What is the fear of the Lord? That is a question that is larger than can be addressed in a blog post, but I would like to examine one characteristic of fear that may help us experience more of the fear of the Lord (a good thing).

Fear Feature: We tend to focus on and look for what we fear. If someone has a fear of snakes and they walk in the woods, they are looking fervently for snakes. If someone fears rejection, they will listen in every conversation for a negative comment, gesture, or omitted compliment (often hearing one whether it was there or not). If someone fears failure, then each moment is braced against it, asking for some skill or knowledge they do not have (often being paralyzed from doing things they are perfectly capable of doing).

Living in the fear of the Lord then, means to live with a constant awareness of God. What is He doing? What is His will for this situation? How can I express His character in this relationship? How could I please Him in this moment? In this regard, we might say that the opposite of the fear of the Lord is casualness/forgetfulness towards God.

In 2 Corinthians 5 Paul draws a connection between someone’s fear of the Lord and their level of persuasiveness. As we will see in just a moment, Paul was not trying to create the latest, greatest sales technique. Paul was merely putting a reality into words.

The fear of the Lord is the only fear that is not self-centered.  All other fears are necessarily self-centered because their ultimate goal is self-preservation.  The fear of the Lord begins with denying ourselves and dying to our desires (Luke 9:23-24).

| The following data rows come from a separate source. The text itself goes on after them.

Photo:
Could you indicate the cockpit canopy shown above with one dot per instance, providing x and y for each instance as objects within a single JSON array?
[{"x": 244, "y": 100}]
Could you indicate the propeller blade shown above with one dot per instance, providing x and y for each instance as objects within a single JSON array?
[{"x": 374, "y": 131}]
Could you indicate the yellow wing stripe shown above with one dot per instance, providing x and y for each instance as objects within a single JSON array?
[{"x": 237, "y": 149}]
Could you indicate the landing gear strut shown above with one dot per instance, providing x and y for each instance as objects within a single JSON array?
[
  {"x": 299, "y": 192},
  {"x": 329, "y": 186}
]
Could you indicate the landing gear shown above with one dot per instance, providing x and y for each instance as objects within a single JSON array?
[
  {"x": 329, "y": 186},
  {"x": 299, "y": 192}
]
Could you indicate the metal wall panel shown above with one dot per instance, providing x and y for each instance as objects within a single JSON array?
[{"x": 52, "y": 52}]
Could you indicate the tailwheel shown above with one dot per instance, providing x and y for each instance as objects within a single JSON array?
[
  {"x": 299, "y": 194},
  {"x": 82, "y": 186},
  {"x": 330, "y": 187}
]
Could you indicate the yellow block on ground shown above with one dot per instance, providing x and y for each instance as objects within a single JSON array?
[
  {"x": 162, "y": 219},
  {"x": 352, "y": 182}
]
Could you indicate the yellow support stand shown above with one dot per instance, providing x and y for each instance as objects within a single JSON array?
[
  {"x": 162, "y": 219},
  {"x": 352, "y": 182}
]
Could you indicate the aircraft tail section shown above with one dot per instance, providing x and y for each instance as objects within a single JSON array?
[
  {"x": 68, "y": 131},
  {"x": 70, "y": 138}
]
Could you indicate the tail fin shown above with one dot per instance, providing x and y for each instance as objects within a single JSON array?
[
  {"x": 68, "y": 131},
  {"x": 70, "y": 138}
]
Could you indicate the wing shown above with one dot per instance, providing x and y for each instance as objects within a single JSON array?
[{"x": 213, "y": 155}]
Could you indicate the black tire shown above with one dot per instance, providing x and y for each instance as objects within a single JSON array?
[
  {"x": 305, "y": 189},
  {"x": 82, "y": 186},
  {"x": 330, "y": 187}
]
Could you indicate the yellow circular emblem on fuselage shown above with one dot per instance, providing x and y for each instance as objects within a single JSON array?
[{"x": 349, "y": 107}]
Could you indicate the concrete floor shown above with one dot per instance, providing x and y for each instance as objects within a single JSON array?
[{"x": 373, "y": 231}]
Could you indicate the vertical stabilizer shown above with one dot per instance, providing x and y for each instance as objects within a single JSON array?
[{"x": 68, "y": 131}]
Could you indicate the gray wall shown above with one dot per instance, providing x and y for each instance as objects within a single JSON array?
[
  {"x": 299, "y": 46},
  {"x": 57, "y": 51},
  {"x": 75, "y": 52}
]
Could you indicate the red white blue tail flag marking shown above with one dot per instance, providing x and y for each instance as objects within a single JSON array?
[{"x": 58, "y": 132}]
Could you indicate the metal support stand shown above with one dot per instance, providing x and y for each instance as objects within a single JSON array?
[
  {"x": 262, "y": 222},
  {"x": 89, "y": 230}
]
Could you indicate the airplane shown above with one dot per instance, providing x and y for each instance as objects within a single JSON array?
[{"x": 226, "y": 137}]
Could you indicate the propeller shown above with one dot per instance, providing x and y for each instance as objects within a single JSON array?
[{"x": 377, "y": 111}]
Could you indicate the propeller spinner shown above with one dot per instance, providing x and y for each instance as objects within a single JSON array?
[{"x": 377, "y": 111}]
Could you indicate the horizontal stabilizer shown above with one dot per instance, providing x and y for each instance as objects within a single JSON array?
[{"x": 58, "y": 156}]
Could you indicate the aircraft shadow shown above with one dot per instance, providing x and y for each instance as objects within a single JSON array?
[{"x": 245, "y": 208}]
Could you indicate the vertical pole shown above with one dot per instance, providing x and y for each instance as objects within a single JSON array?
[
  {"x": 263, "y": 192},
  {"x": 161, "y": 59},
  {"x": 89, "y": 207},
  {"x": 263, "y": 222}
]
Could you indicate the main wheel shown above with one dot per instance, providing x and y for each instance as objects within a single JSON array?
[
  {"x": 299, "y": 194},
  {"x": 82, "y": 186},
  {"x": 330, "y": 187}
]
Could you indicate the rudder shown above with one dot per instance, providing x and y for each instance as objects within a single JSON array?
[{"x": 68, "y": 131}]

This influences our ability to be persuasive in three ways:

  1. People are more apt to listen to someone who is not out for what they can gain in a situation.  Paul had modeled this in his early preaching in Corinth (1 Cor 9:9-12). He would not allow the Corinthians to give him money for his ministry so that they would know of the sincerity of his message. One good question for measuring trust is, “How much does this person fear God?”
  2. We are more able to interpret a situation correctly when the lenses of self are not distorting our motives. We tend to see what we fear/trust.  If we fear/trust money, we see a profit margin. If we fear/trust acceptance, we see rejection. If we fear/trust power, we see opportunities to get ahead. When we actively fear/trust God, we see things as they really are (rather than through the distortion of our fears). When we do not see things accurately people are confused and turned off by the sense that our words are “off.”
  3. Finally, when we fear the Lord we do not require a certain response from the other person as personal validation. Their acceptance or rejection of our message (i.e., the Gospel, a biblical way to resolve a particular conflict, a character quality we ask of our children, etc…) is not personal acceptance or rejection. We can then model a kind of social freedom that is sorely lacking in our insecure culture that hyper-personalizes differences.